Lists hold a one dimensional list of data items. This is similar to tuples, however they differ from tuples over two main things:

  1. how they are declared

  2. they are mutable objects

Lists are declared as a comma-separated list of data items enclosed in square brackets, rather than parentheses. Let us create a list l with the same data items as tuple t above:

l = [55, 92, 110, 66, 75, 45, 40, 57, 55, 62]

Lists are also a Sequence type in Python and therefore support slicing, membership operators, concatenation, replication and the other utility functions we mentioned in the Tuples section.

Exercise 3 (Exploring lists)

Level:

Explore lists by trying the code we used in the Tuples section as follows:

  1. Create a list using the code above.

  2. Explore list index positions by adapting this code.
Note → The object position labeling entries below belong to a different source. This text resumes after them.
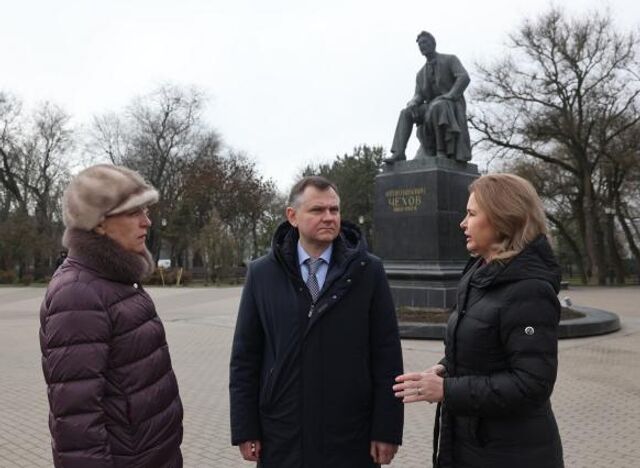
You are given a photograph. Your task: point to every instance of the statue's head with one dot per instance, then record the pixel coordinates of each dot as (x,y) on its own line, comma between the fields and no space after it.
(426,43)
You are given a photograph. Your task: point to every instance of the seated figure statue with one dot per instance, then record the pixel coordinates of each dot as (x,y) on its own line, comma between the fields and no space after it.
(438,108)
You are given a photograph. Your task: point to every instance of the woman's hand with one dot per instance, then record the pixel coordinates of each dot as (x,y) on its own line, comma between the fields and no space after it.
(421,386)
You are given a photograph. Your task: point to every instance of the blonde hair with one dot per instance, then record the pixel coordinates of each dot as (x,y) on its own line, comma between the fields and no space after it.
(514,210)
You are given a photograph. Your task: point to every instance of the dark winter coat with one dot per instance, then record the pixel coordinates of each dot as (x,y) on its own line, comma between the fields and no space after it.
(316,390)
(113,396)
(501,353)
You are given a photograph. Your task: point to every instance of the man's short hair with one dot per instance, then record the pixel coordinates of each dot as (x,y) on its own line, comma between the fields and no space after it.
(319,182)
(427,35)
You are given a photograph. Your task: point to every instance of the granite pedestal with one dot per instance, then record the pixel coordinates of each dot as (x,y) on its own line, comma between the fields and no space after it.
(418,208)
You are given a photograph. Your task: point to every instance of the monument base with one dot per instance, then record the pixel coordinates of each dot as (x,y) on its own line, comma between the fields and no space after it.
(429,285)
(419,206)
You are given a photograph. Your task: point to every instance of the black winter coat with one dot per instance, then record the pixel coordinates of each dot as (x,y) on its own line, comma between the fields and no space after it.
(113,396)
(316,391)
(501,352)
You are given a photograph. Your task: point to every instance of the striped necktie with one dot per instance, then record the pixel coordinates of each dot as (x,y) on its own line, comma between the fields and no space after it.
(313,264)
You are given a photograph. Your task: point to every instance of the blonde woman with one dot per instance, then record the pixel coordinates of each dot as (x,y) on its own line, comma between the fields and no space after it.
(494,384)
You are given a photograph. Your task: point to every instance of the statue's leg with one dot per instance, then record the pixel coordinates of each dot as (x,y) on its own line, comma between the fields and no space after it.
(425,135)
(403,132)
(438,125)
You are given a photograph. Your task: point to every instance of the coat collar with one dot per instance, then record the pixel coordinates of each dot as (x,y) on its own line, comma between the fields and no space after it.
(105,257)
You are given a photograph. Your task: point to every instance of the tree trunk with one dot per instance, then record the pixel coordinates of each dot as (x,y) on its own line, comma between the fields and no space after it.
(578,255)
(633,247)
(616,267)
(593,235)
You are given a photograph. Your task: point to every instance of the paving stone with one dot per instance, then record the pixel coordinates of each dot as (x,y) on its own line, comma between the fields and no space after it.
(596,399)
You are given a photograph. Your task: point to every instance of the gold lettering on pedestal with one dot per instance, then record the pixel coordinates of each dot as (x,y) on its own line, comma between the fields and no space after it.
(405,200)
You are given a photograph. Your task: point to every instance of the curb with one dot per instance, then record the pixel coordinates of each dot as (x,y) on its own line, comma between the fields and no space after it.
(595,322)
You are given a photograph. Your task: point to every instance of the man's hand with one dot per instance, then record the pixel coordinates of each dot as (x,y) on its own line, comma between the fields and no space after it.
(382,453)
(437,369)
(419,386)
(250,450)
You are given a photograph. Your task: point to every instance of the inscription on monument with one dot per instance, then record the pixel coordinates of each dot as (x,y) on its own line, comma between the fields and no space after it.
(405,200)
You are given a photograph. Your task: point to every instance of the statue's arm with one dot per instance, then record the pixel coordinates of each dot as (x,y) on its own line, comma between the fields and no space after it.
(461,79)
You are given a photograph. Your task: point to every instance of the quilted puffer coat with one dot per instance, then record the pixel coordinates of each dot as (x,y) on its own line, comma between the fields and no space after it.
(113,396)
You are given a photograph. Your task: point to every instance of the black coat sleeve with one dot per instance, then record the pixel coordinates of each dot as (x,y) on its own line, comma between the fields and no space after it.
(75,352)
(532,358)
(386,363)
(245,366)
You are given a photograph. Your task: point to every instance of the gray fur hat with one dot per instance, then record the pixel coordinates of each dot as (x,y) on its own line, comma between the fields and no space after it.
(104,190)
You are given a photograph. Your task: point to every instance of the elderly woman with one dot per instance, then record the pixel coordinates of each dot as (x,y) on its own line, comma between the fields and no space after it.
(113,396)
(494,384)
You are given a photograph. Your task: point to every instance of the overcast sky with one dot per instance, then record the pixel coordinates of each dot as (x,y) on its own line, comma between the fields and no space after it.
(289,81)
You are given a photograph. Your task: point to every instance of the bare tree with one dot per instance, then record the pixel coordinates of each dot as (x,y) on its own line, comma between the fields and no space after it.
(565,95)
(34,150)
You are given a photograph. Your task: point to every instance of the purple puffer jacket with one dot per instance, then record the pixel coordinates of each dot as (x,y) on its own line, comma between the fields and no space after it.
(113,396)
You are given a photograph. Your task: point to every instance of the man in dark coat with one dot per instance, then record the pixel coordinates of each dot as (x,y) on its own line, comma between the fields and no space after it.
(438,108)
(316,346)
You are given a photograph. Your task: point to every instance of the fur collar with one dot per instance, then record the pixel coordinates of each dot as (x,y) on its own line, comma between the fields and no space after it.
(106,257)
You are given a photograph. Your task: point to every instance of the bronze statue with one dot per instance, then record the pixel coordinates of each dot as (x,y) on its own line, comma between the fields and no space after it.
(438,108)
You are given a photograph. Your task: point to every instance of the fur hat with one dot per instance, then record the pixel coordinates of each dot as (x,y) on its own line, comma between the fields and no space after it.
(104,190)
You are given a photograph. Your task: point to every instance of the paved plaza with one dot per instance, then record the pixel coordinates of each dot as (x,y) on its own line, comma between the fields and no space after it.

  3. Explore list slicing by adapting the code in Fig. 7 and this code.

  4. Test for membership of data items in lists using the membership operators as in this example.
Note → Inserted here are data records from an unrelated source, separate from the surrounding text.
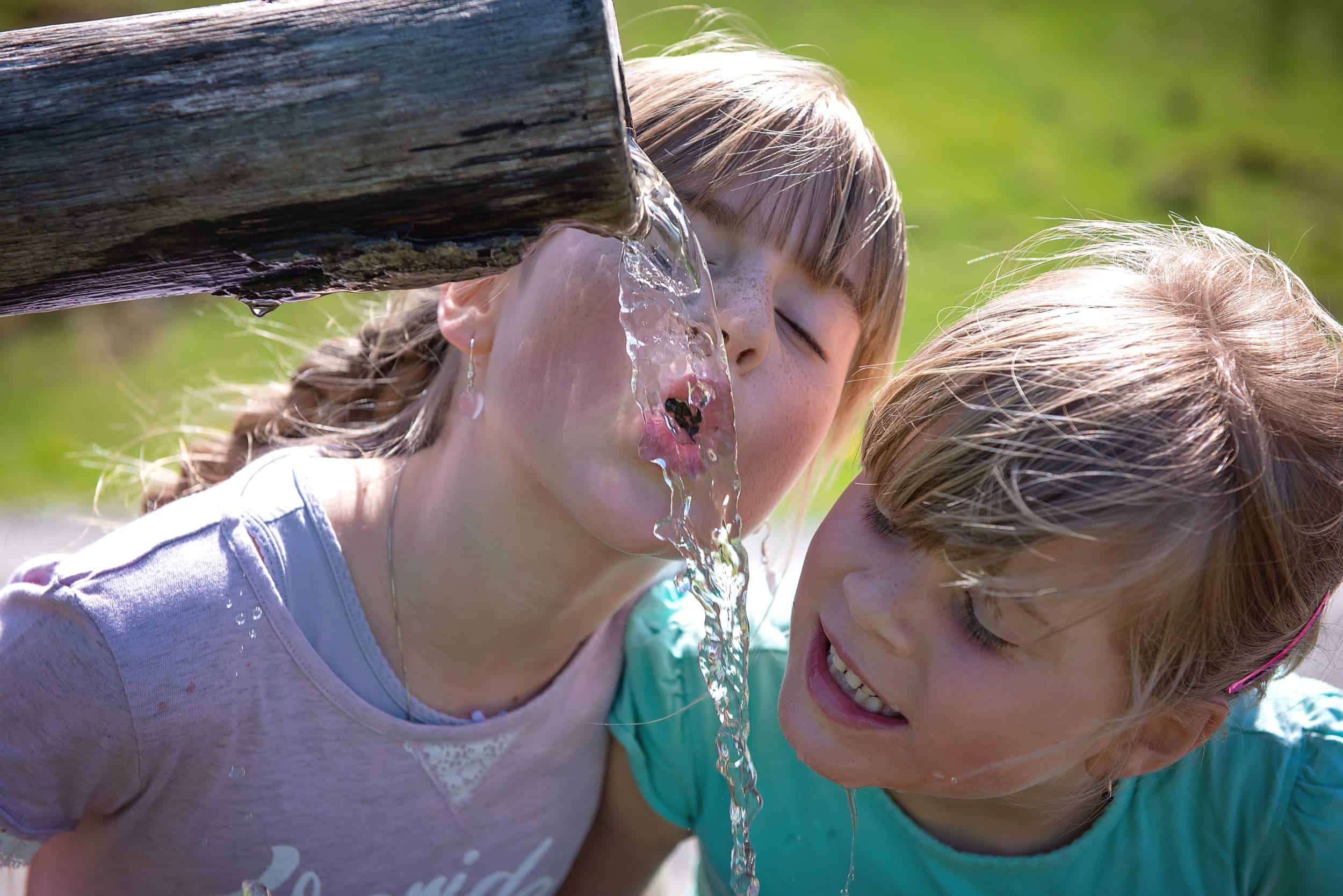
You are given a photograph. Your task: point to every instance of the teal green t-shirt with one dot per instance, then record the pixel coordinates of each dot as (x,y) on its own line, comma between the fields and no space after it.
(1256,811)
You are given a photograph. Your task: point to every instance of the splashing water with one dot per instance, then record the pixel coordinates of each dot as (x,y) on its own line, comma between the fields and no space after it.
(683,388)
(853,841)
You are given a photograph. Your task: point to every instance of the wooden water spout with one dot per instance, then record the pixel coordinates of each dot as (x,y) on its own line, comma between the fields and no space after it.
(281,149)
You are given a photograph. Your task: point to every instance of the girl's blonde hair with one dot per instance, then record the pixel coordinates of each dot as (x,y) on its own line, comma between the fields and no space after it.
(718,112)
(1172,394)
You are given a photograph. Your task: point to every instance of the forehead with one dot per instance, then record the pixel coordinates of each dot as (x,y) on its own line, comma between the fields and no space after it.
(794,218)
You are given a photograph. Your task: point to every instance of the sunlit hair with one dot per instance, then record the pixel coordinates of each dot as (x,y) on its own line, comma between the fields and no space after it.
(1169,394)
(719,112)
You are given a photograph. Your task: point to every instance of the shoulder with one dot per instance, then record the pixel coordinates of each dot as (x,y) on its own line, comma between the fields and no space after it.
(1271,784)
(1293,710)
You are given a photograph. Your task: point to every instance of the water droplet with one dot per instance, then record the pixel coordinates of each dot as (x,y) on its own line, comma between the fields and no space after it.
(259,307)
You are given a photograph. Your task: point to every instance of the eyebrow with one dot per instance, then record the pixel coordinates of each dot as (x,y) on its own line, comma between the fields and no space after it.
(728,218)
(1025,606)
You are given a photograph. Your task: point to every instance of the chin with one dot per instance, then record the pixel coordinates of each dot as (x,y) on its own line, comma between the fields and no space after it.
(815,747)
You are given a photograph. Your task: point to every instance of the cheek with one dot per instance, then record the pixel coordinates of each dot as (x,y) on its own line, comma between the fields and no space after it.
(782,423)
(559,345)
(1001,730)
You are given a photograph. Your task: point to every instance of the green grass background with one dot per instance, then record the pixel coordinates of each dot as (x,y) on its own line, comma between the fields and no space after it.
(994,116)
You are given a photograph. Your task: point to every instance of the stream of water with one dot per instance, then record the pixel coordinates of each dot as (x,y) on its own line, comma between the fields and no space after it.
(684,393)
(683,388)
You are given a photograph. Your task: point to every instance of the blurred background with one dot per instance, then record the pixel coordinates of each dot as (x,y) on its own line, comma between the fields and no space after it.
(997,117)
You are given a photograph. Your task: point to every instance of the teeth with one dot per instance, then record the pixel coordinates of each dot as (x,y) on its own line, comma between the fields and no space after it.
(856,688)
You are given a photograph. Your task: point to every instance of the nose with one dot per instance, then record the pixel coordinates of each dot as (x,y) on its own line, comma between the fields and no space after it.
(876,606)
(745,296)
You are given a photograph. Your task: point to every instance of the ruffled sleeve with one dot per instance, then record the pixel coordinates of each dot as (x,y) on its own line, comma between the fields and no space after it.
(1310,854)
(661,712)
(68,743)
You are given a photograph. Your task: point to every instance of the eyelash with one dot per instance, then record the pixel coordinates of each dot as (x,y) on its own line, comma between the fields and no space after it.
(806,337)
(879,523)
(802,334)
(976,629)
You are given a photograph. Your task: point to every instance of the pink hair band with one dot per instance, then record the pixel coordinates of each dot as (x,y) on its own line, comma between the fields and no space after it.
(1286,651)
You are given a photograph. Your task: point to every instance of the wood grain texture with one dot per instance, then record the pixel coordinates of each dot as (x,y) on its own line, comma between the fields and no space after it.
(289,148)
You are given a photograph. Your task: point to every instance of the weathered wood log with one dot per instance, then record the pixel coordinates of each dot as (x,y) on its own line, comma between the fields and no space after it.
(291,148)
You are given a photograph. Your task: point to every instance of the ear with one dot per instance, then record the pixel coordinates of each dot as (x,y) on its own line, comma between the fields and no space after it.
(469,309)
(1161,741)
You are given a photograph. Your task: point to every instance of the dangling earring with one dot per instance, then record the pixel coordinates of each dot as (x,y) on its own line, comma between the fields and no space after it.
(473,402)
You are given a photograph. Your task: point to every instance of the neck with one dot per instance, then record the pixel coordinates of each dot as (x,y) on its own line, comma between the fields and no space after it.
(497,586)
(1038,820)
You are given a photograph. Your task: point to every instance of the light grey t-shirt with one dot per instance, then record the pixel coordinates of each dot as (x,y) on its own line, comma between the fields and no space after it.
(304,557)
(170,728)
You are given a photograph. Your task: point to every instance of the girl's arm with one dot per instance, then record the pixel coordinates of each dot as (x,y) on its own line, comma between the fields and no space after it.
(627,840)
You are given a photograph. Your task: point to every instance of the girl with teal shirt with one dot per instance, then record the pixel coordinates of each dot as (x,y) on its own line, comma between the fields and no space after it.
(1037,632)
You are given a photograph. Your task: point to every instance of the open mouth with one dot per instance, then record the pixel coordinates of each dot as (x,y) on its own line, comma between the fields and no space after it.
(840,691)
(684,437)
(857,688)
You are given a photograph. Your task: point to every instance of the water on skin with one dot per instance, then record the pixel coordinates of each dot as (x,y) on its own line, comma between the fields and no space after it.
(672,332)
(673,335)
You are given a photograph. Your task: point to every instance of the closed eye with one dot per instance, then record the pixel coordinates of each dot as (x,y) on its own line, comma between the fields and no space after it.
(805,336)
  5. Try other useful functions on lists as specified in Table 5.

Lists are mutable#

Unlike tuples, lists are mutable, this means that we can modify lists. Example:

#print contents of l and get id of l
print(l)
print("l is referencing object", id(l), "in memory")

# change the data item at index position 2 of list l
l[2] = 80
print("\nAfter l[2] = 80, l is:", l)
print("l is referencing object", id(l), "in memory")
[55, 92, 110, 66, 75, 45, 40, 57, 55, 62]
l is referencing object 140504391354560 in memory

After l[2] = 80, l is: [55, 92, 80, 66, 75, 45, 40, 57, 55, 62]
l is referencing object 140504391354560 in memory

When we tried to apply a similar operation in tuples, Python threw an exception, because tuples are immutable. Since lists are mutable, the code above changes the data item in index position 2 successfully in l.

List utility methods#

In addition to the sequence methods in Table 5, we can use other methods with lists.
This is mainly because lists can be modified.
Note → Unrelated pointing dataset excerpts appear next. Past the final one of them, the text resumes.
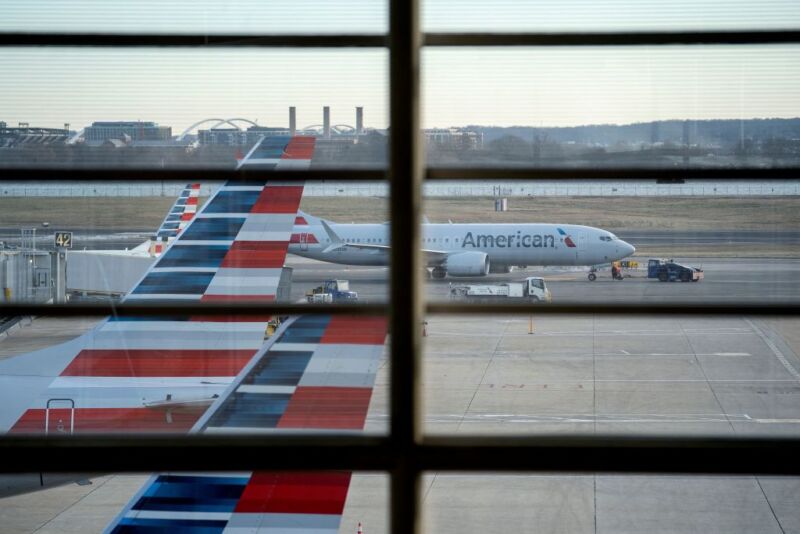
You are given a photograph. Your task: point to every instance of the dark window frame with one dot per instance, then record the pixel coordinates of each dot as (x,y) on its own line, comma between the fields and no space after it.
(405,453)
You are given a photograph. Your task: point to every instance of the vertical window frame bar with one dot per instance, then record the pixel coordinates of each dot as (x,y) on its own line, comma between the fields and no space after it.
(405,172)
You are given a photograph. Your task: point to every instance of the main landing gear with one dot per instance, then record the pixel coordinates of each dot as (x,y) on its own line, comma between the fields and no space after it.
(616,274)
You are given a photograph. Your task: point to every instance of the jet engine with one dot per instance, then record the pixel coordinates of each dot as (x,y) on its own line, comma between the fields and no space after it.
(499,269)
(467,264)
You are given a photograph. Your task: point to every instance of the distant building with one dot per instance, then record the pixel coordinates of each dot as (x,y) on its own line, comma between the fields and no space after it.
(456,138)
(236,137)
(100,132)
(30,135)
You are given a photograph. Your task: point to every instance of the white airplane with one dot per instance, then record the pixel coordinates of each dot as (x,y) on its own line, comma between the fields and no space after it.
(461,249)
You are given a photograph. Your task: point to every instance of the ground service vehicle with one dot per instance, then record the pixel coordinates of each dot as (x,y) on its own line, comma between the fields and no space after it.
(531,289)
(332,291)
(669,271)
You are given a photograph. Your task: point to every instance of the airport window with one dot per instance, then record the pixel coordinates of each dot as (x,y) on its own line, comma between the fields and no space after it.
(418,443)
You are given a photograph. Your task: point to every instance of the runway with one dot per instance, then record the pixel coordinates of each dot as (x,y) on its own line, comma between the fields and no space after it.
(753,281)
(733,376)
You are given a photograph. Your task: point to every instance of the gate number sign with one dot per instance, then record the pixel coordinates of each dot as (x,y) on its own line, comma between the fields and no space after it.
(64,239)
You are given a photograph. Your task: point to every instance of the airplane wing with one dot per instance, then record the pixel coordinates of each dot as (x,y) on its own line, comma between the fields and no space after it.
(316,374)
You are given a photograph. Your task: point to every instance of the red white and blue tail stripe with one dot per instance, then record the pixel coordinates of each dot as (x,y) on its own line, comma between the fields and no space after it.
(178,217)
(155,375)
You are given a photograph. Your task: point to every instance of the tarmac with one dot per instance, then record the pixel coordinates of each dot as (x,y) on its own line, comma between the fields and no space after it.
(579,374)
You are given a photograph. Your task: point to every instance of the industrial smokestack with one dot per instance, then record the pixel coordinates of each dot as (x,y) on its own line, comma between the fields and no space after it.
(359,120)
(326,122)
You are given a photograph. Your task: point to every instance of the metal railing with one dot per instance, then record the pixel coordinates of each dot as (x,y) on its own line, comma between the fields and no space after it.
(405,453)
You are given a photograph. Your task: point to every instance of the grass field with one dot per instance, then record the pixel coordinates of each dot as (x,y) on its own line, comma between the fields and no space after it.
(616,214)
(611,213)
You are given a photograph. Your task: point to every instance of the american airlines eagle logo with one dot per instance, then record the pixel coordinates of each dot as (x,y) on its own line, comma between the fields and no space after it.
(567,239)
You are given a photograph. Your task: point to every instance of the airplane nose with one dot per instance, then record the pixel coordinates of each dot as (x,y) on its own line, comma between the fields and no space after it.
(627,249)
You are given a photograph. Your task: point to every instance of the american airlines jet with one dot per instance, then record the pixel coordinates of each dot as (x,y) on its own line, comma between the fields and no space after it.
(461,249)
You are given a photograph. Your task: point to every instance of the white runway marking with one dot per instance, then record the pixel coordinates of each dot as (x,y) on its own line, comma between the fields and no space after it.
(775,350)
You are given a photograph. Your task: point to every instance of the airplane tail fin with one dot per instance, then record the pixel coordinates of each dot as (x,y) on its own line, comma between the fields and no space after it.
(179,215)
(235,247)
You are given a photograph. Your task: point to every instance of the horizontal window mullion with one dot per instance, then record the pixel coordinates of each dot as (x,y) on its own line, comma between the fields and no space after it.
(612,38)
(194,309)
(629,454)
(269,308)
(622,173)
(372,175)
(40,175)
(379,41)
(727,309)
(127,40)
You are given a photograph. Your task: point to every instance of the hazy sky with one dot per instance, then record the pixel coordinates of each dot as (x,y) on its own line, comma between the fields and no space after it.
(545,86)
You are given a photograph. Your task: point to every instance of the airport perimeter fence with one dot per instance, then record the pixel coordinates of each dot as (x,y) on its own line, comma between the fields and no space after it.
(405,453)
(605,188)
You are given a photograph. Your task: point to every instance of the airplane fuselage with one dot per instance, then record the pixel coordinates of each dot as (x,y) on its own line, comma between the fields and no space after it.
(504,244)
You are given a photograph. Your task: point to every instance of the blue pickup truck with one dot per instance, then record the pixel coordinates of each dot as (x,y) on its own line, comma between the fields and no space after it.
(669,271)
Table 6 List utility methods#

Function

Description

Example

l.append(x)

appends data item x at the end of list l.

l.append(100)

l.insert(i, x)

insert data item x in list l at index position i.

l.insert(1,44)

l.remove(x)

removes the leftmost occurance of the data item that is equal to x or throws an error if x is not present in list l.

l.remove(55)

l.reverse()

reverses the data items in l

l.sort()

sorts the data items of list l in ascending order.

del l[start:end]

The del statement removes the data items from start position to end position (excluded) in list l.

del l[7:9]

Methods vs Functions

We have already seen how to call functions. Functions are called only by their names, eg. print(). Methods are similar to functions but they are defined inside classes or objects, and so they are dependent on them. We will not be going into the details of object-oriented programming in this course, but we have already encountered some methods in tuples and lists that use methods e.g., l.append(x). Here l is an object reference of the list class and append() is a method inside the list class. The dot . after l is used to access the method associated with the list object. In this example, a pop-up menu will be shown in PyCharm with the list of all methods associated with list.

Exercise 4

Level:

Try the examples in Table 6. Check the output of list l after running every example.